"Sözde Cihadın Prensi Bender"

"Sözde Cihadın Prensi Bender"
Teorik olarak Suriye’deki muhalif savaşçıların şimdi sadece bir komutanı var: Suudi Prensi Bender bin Sultan. Beyrut’taki bir askeri macerada başarısız olan bu adam, şimdi Suriye’deki güç dengesini değiştirmek için mücadele içinde. Fakat karşıtları, onun bu sefer de kazanmasına izin vermeyeceklerini söylüyorlar.

“Cihad” prensi Bender: Suriye'de güç dengesinde değişim bekleyin

Hasan İlleik

El Ahbar

Suudi istihbarat şefi Bender bin Sultan, ailesinin yönettiği Suudi Arabistan krallığında sıradan bir politika yapıcı değildir. Geçmişini iyi bilen kaynaklara göre Bender, “ülkesinin diplomatik krizinde aynı anda hem çözüm hem de sorun”dur.

Şüphesiz, Washington'daki “efsanevi” büyükelçi, yönetici ailesinde önde gelen karar alıcıların yokluğunu telafi etti.
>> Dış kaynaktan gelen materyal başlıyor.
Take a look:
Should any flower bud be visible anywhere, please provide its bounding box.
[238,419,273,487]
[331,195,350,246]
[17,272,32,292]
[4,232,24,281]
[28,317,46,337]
Bu ailedeki kişiler – Kral Abdullah bin Abdülaziz'den Dışişleri Bakanı Suud el-Faysal'a, Veliaht Prens Selman bin Abdülaziz'den İkinci Başbakan Yardımcısı Mukrin bin Abdülaziz'e kadar – ya tabiatları itibariyle pasif ya da hastalıkları nedeniyle aciz kalmış durumdalar.

Bender gerçekten de, Washington'dan Moskova'ya, dünyanın önde gelen karar alma merkezlerine erişebilen, proaktif bir diplomatik yaklaşımı olan tek Suud Hanedanı üyesi.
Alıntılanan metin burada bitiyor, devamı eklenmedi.